Insurer, Contractor Spar In 4th Circuit Over Coverage For Damage Reimbursement
RICHMOND, Va. - Whether a general contractor was in privity of contracts of a joint venture such that an insurer was obligated to pay the contractor $1.7 million in unreimbursed costs to repair defects in a student housing project will be decided by the Fourth Circuit U.S. Court of Appeals; the insurer has asked the court to overturn a federal court's grant of summary judgment to the contractor on its breach of contract claims (Westchester Surplus Lines Insurance Company v. Clancy & Theys Construction Company, No. 15-2299, 4th Cir.).
11th Circuit To Consider If Claimed Damages Fall Within Policy's Coverage
ATLANTA - The 11th Circuit U.S. Court of Appeals is being asked to consider whether a court erred in concluding that a complaint alleging roof damage due to defective construction at a Florida condominium complex does not contain allegations that fall within insurance contracts issued by Crum & Forster Specialty Insurance Co. (Core Construction Services Southeast Inc., et al. v. Crum & Forster Specialty Insurance Co., No. 16-10030, 11th Cir.).
Insured Files Reply Brief, Says Insurer Failed To Show Rescission Ruling Was Proper
PITTSBURGH - In a reply brief filed July 27 in the Third Circuit U.S. Court of Appeal, an insured reiterates that a Pennsylvania federal judge incorrectly found that an insurer's rescission of a product contamination insurance policy was warranted and maintains that the insurer failed to prove that the judge's ruling was supported by the evidence (H.J. Heinz Co. v. Starr Surplus Lines Insurance Co., No. 16-1447, 3rd Cir.).
8th Circuit To Decide Coverage Dispute For Student Athlete's Injury
ST. LOUIS - An insurer of student athletes in a coverage dispute with an Employee Retirement Income Security Act plan over which has primary coverage for an injured athlete's medical expenses has asked the Eighth Circuit U.S. Court of Appeals to decide whether a trial court erred in finding that it has jurisdiction under ERISA and that the insurer is primarily responsible for the bills (Dakotas and Western Minnesota Electrical Industry Health and Welfare Fund v. First Agency, Inc., et al., No. 16-1846, 8th Cir.)

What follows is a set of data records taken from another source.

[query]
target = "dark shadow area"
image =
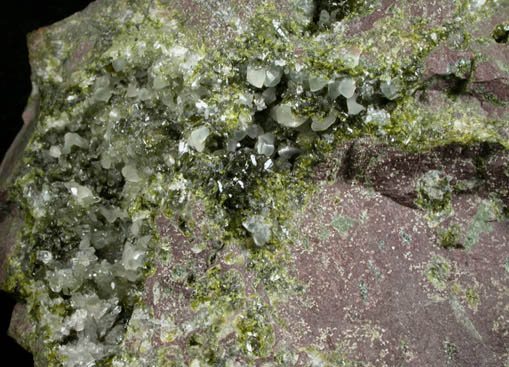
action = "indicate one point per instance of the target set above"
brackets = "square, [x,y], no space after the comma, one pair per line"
[19,18]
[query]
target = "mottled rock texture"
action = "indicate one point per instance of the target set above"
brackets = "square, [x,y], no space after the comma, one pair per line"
[263,183]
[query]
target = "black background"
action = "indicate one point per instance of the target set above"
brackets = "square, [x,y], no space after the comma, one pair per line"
[17,18]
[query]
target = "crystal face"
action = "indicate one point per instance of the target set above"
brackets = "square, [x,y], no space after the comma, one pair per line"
[200,191]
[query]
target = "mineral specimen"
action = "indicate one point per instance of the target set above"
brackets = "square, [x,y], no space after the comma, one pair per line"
[263,183]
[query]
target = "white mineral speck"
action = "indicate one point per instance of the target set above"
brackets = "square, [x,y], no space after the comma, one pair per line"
[353,107]
[347,87]
[316,83]
[265,144]
[283,114]
[255,76]
[130,173]
[320,124]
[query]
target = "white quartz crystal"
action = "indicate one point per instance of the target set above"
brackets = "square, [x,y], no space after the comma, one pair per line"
[55,151]
[82,194]
[258,228]
[347,87]
[354,108]
[254,130]
[131,174]
[265,144]
[273,76]
[283,114]
[316,83]
[390,89]
[119,64]
[322,124]
[71,140]
[256,76]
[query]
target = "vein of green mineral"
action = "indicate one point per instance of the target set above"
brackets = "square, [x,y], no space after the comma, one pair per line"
[159,123]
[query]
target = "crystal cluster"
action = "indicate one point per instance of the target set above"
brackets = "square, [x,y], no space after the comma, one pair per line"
[157,119]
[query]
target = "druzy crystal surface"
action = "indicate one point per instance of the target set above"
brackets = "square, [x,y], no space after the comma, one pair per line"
[263,183]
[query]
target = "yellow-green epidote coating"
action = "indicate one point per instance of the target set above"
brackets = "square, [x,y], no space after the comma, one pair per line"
[159,121]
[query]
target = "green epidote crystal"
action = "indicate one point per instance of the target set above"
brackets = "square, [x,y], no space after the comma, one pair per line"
[160,120]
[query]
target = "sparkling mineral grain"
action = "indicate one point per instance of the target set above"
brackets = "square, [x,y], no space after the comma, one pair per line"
[263,183]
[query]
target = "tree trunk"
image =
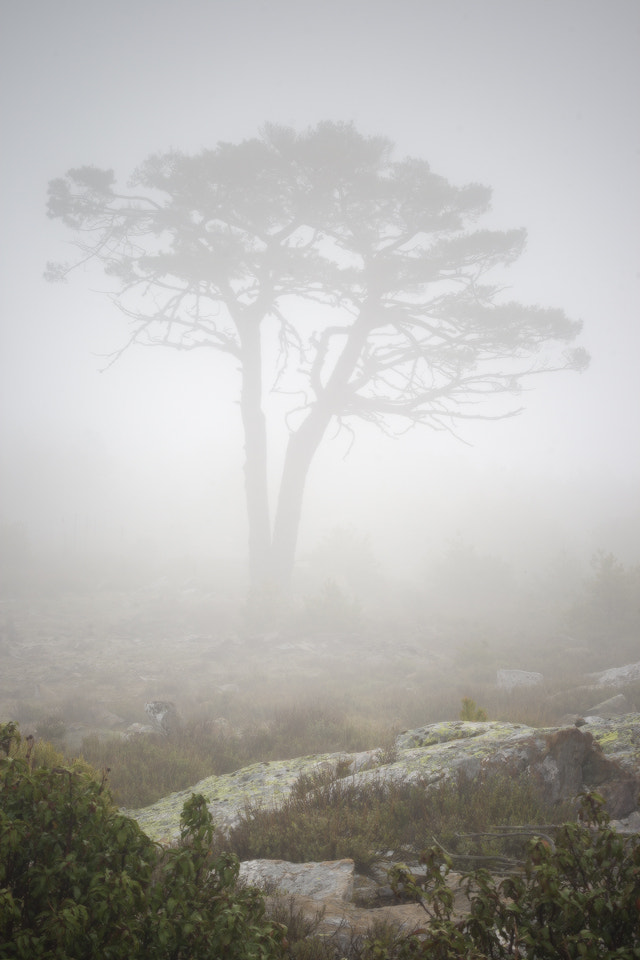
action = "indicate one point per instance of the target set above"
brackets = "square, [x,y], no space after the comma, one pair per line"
[255,467]
[301,450]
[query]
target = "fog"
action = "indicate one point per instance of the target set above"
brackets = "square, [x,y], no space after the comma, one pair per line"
[138,465]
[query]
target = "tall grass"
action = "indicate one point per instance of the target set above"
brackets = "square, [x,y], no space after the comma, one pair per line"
[326,818]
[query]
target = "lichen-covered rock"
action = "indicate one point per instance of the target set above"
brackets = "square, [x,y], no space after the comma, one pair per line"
[602,755]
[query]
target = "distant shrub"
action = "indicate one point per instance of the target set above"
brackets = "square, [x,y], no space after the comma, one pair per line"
[78,879]
[576,897]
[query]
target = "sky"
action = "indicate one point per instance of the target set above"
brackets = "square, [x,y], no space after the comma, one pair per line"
[537,99]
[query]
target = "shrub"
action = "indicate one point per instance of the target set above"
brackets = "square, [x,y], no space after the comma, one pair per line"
[328,818]
[78,879]
[576,897]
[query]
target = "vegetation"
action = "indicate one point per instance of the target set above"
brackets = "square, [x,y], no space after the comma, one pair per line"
[78,879]
[576,897]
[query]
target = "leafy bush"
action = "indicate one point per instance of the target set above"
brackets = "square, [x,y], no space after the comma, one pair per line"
[78,879]
[576,897]
[327,818]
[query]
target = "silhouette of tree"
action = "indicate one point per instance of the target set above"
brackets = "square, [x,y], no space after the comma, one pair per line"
[366,272]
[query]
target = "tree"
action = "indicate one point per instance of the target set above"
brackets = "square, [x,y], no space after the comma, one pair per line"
[365,272]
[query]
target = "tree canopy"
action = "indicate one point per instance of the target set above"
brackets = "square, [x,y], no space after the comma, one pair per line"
[368,274]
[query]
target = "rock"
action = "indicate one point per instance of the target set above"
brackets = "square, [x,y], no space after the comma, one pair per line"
[612,707]
[331,879]
[604,754]
[163,715]
[512,679]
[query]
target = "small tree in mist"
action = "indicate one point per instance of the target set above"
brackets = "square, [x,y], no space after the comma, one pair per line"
[360,278]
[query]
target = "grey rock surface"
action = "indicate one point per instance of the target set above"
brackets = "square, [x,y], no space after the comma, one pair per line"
[603,755]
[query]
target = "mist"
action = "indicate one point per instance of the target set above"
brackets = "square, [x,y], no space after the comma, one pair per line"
[122,477]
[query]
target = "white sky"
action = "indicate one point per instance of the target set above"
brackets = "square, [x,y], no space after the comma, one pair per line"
[536,98]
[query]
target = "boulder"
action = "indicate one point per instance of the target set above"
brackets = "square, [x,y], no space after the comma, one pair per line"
[604,754]
[331,879]
[163,715]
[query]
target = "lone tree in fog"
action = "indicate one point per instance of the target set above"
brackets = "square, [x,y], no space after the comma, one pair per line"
[360,278]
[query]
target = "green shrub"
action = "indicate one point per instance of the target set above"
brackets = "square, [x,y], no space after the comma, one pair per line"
[576,897]
[328,818]
[78,879]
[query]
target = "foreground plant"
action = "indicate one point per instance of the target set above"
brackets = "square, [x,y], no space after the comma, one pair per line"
[78,879]
[576,897]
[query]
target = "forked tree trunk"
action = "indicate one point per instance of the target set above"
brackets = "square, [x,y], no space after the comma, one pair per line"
[255,466]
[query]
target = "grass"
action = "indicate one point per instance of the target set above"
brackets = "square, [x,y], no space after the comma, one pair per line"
[146,767]
[328,818]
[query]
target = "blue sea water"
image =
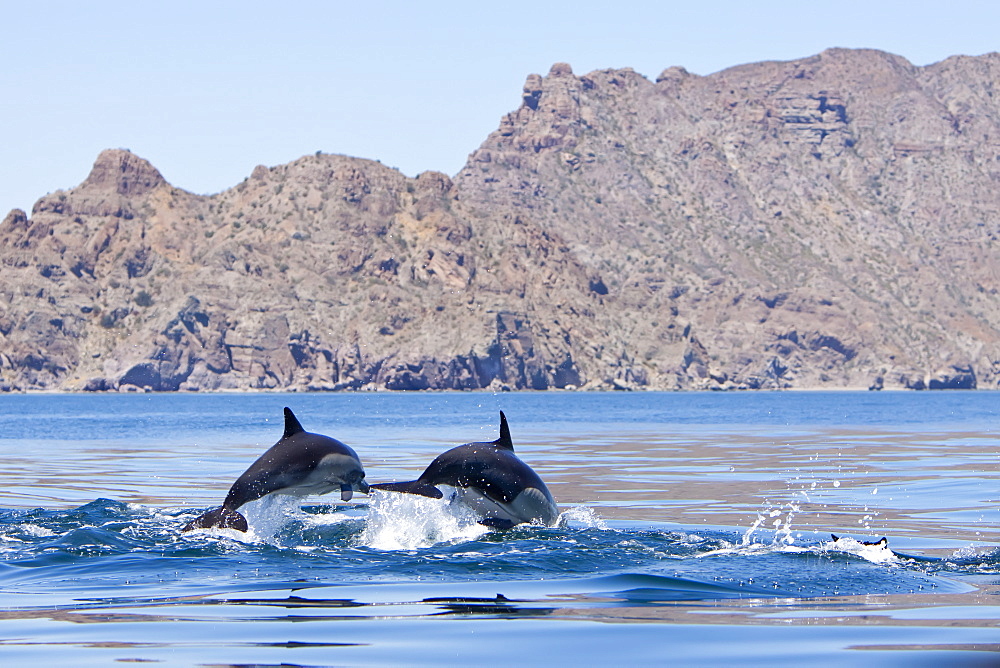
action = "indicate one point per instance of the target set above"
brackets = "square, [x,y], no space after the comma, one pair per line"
[696,530]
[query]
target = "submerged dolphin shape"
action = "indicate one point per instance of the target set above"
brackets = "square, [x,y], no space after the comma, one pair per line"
[882,542]
[299,464]
[490,479]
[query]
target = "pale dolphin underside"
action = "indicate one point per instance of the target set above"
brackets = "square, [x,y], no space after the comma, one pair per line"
[489,478]
[299,464]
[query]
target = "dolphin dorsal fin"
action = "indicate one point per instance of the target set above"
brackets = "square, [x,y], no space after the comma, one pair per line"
[292,425]
[504,440]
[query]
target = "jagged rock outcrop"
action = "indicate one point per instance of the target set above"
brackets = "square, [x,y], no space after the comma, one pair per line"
[826,222]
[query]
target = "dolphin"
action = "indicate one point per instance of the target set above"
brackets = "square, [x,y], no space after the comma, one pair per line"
[299,464]
[882,542]
[490,479]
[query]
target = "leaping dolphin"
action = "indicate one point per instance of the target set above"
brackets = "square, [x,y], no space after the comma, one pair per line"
[490,479]
[299,464]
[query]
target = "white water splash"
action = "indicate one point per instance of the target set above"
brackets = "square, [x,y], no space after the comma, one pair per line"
[408,522]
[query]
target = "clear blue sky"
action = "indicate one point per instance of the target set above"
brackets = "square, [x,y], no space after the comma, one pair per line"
[207,90]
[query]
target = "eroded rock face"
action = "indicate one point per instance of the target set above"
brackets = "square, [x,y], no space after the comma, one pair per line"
[827,222]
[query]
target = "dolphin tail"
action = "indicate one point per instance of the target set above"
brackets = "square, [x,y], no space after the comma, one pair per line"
[412,487]
[222,518]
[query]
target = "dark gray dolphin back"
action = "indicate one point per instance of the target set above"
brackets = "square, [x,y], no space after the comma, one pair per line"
[291,461]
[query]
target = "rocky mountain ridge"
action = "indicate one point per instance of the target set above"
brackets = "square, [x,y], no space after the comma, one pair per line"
[829,222]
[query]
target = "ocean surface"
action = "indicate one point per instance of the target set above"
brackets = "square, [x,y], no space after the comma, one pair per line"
[695,530]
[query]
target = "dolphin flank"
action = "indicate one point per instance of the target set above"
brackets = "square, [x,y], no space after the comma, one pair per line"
[299,464]
[490,479]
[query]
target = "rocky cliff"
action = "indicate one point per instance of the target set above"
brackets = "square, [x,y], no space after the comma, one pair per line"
[828,222]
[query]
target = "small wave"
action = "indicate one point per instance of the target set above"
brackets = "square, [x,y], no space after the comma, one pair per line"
[876,554]
[581,516]
[410,522]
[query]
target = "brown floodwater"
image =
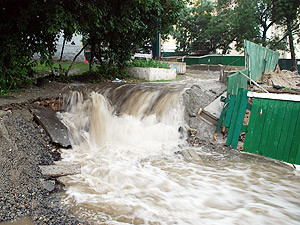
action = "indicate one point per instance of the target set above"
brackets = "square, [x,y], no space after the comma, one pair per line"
[132,172]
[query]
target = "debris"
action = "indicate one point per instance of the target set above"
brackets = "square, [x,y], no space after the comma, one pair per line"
[60,170]
[191,155]
[254,82]
[49,185]
[192,132]
[117,80]
[55,129]
[199,112]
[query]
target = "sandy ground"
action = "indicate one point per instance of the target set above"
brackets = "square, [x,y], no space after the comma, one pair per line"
[24,146]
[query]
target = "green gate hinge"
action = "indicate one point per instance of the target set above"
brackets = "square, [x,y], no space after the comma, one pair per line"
[223,99]
[244,128]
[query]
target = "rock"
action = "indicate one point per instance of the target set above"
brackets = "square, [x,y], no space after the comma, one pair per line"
[60,170]
[55,129]
[49,185]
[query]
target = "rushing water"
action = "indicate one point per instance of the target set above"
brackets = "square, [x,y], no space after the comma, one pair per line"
[132,172]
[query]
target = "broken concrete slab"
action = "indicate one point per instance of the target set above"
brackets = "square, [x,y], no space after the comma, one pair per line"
[54,128]
[191,155]
[49,185]
[214,109]
[21,221]
[60,170]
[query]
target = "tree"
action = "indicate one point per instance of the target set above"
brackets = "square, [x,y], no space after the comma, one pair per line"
[193,29]
[207,27]
[285,13]
[116,27]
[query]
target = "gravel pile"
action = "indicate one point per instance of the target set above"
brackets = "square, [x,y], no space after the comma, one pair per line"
[22,149]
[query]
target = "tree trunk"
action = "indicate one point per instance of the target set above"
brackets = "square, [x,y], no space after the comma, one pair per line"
[51,61]
[292,48]
[76,56]
[92,57]
[61,55]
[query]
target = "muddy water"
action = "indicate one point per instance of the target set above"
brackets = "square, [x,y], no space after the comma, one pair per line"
[132,171]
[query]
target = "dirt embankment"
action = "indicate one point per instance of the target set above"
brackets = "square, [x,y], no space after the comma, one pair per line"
[23,146]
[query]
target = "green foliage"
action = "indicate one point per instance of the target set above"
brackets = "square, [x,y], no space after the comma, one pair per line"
[232,21]
[148,63]
[111,72]
[192,29]
[113,28]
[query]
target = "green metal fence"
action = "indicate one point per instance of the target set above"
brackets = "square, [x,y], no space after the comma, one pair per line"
[215,60]
[274,129]
[236,81]
[259,60]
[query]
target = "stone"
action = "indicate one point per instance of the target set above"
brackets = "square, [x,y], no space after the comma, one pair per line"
[49,185]
[59,170]
[54,128]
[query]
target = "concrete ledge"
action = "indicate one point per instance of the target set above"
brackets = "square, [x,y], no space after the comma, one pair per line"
[152,74]
[59,170]
[180,67]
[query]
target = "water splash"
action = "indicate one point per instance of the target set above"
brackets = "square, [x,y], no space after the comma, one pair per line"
[130,173]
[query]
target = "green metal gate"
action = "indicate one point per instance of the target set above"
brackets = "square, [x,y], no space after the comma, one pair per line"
[274,127]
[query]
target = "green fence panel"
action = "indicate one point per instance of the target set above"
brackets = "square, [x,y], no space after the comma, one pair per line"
[274,129]
[229,112]
[286,64]
[266,127]
[214,60]
[259,59]
[240,118]
[234,116]
[236,81]
[296,142]
[252,122]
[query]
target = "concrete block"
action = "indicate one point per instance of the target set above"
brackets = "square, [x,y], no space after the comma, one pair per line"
[60,170]
[214,109]
[180,67]
[55,129]
[152,74]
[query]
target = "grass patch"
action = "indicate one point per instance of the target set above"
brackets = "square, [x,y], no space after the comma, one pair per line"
[148,63]
[81,67]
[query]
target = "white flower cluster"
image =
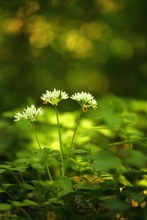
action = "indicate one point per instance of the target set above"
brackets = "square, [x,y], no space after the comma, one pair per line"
[30,113]
[85,99]
[54,97]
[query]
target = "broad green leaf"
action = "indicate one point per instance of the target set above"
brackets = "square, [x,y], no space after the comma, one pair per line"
[136,158]
[122,179]
[116,205]
[5,206]
[64,186]
[105,161]
[24,203]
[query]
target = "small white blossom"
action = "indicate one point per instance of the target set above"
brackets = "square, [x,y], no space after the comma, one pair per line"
[85,99]
[30,113]
[53,97]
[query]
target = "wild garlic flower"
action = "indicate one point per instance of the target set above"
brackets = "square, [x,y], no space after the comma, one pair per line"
[30,113]
[85,99]
[53,97]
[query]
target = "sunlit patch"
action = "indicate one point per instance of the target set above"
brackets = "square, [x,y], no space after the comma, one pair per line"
[28,8]
[40,31]
[121,48]
[13,25]
[78,43]
[110,5]
[94,30]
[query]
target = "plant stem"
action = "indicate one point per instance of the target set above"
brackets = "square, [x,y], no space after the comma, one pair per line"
[42,153]
[73,137]
[60,141]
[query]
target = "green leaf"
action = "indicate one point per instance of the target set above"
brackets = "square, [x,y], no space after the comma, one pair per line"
[25,202]
[5,206]
[135,158]
[105,161]
[64,186]
[124,181]
[116,205]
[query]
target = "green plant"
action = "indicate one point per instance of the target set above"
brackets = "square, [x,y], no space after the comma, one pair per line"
[97,172]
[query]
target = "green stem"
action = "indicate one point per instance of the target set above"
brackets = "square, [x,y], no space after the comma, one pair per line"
[42,153]
[73,137]
[60,140]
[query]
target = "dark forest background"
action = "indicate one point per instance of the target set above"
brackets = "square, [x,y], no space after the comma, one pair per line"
[98,46]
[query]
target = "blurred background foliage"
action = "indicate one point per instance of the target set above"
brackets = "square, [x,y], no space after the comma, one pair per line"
[99,46]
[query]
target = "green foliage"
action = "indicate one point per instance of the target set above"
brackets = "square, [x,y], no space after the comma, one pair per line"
[105,175]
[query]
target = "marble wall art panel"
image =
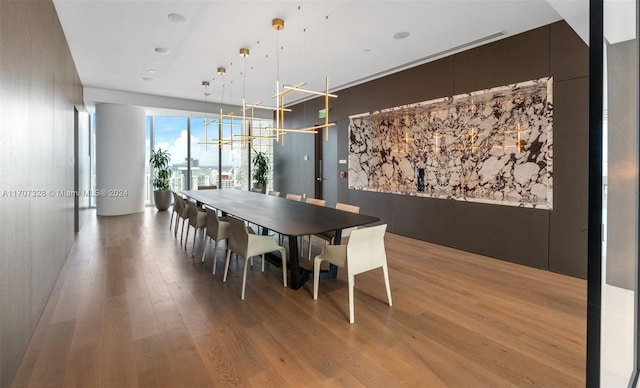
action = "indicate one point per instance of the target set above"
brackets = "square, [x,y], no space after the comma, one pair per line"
[492,146]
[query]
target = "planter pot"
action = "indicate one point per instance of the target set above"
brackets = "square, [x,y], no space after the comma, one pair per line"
[162,199]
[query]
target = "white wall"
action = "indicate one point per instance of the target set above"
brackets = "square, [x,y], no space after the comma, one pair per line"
[120,154]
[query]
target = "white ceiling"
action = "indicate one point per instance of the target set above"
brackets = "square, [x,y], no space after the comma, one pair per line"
[113,41]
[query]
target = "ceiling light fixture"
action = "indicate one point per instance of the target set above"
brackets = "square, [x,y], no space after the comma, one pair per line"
[278,25]
[176,18]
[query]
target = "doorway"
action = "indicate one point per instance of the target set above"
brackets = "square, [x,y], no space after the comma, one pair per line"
[326,165]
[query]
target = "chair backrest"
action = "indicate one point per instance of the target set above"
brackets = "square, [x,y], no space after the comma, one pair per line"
[238,236]
[193,213]
[318,202]
[176,203]
[213,223]
[183,207]
[365,249]
[348,208]
[294,197]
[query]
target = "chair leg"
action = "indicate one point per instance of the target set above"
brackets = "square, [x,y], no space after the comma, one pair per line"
[204,247]
[193,246]
[352,280]
[385,271]
[226,266]
[316,276]
[284,267]
[244,278]
[215,255]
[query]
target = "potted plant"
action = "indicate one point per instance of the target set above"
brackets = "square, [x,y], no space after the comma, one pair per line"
[159,161]
[260,170]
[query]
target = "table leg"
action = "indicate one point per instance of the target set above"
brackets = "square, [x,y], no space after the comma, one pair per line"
[296,280]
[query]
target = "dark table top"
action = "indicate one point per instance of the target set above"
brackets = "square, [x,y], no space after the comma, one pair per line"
[279,214]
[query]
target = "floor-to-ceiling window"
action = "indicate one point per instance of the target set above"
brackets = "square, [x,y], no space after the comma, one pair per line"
[208,151]
[620,139]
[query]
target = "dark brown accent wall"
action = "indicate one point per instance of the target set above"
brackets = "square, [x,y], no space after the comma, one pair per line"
[555,240]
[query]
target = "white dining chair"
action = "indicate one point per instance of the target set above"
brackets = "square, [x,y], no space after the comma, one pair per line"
[294,197]
[217,230]
[247,245]
[330,235]
[364,251]
[183,215]
[197,220]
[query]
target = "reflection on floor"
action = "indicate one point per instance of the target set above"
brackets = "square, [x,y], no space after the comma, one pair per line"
[617,336]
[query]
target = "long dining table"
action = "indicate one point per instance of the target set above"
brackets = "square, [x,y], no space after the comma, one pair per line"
[287,217]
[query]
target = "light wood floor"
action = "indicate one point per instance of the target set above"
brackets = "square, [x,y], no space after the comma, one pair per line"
[132,309]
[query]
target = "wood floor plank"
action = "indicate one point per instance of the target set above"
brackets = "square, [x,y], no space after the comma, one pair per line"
[50,366]
[183,354]
[152,362]
[119,367]
[84,368]
[132,308]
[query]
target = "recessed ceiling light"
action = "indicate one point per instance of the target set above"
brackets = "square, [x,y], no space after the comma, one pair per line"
[176,18]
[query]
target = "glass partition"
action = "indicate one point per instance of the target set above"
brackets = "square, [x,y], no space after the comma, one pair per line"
[619,194]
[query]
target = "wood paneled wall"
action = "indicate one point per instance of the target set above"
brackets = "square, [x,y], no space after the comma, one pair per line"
[39,88]
[555,240]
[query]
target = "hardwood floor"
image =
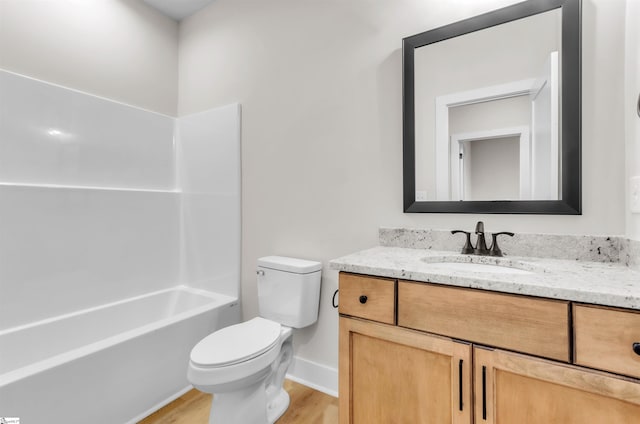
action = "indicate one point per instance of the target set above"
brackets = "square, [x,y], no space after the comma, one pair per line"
[307,406]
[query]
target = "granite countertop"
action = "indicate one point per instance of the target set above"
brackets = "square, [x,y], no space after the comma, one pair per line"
[609,284]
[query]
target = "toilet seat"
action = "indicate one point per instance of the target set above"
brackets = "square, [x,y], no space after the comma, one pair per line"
[236,344]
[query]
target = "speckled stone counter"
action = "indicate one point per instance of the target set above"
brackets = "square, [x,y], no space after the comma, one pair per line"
[609,283]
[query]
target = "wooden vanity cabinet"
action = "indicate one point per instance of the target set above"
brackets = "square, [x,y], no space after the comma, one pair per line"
[515,388]
[403,373]
[395,375]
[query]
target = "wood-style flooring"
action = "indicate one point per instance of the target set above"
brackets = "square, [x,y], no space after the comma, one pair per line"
[307,406]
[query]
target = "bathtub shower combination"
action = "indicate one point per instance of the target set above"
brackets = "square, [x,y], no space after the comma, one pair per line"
[120,250]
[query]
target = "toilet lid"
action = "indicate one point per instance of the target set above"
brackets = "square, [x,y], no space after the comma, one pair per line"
[236,343]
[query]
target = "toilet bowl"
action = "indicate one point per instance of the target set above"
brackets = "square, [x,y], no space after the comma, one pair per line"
[244,365]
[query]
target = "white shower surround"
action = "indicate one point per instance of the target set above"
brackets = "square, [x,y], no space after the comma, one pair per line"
[102,204]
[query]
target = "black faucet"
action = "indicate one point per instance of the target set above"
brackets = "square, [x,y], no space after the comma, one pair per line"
[481,244]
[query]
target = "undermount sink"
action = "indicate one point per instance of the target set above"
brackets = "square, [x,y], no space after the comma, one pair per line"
[478,264]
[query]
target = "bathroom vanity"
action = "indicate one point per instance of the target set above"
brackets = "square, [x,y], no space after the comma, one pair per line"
[436,337]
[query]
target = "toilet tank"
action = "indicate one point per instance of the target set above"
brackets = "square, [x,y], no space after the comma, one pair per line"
[289,290]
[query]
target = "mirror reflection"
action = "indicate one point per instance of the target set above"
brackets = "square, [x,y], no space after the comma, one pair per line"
[487,122]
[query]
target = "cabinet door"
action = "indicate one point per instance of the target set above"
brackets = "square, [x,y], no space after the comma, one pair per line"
[513,388]
[395,375]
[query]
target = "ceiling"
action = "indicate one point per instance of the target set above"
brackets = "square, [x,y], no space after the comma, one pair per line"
[178,9]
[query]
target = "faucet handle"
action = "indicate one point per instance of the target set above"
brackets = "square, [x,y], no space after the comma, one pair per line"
[468,248]
[495,250]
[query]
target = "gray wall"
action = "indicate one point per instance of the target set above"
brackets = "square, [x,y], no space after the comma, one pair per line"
[320,85]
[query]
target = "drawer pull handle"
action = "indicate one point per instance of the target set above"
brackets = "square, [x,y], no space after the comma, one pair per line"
[484,392]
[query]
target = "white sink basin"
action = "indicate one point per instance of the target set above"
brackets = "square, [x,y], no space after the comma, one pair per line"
[477,264]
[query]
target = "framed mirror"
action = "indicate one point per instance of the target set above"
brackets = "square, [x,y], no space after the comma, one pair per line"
[492,113]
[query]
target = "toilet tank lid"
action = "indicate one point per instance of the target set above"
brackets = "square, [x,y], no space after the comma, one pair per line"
[282,263]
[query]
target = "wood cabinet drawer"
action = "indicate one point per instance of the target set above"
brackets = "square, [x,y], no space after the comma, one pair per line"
[524,324]
[372,298]
[604,339]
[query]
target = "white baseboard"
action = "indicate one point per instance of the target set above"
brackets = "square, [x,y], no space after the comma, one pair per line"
[317,376]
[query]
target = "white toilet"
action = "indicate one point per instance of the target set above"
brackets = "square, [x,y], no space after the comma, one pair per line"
[244,365]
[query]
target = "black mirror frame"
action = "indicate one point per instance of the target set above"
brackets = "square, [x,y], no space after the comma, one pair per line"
[571,202]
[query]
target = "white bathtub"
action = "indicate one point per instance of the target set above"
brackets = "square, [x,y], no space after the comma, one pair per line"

Labor Secretary Urges 2nd Circuit To Find Claim Was Properly 'Deemed Denied'
NEW YORK - In a June 9 amicus curiae brief, the U.S. secretary of Labor urged the Second Circuit U.S. Court of Appeals to uphold a district court's ruling that a disability claim was properly "deemed denied," noting that reversing the ruling could significantly undermine the secretary's regulations governing benefit claims (Janet Solnin v. Sun Life and Health Insurance Co., et al., No. 15-3921, 2nd Cir.).
Allstate Removes Suit Over Denied Coverage, Cites Class Action Fairness Act
HARRISBURG, Pa. - Allstate Insurance Co. on July 25 removed a class action lawsuit brought by a woman claiming that she was wrongfully denied medical benefits coverage following an automobile accident, arguing that the case does not belong in state court under the Class Action Fairness Act (CAFA) because the proposed class would contain more than 100 people and seeks damages in excess of $5 million (Samantha Sayles, et al. v. Allstate Insurance Company, No. CV-16-1534, M.D. Pa.).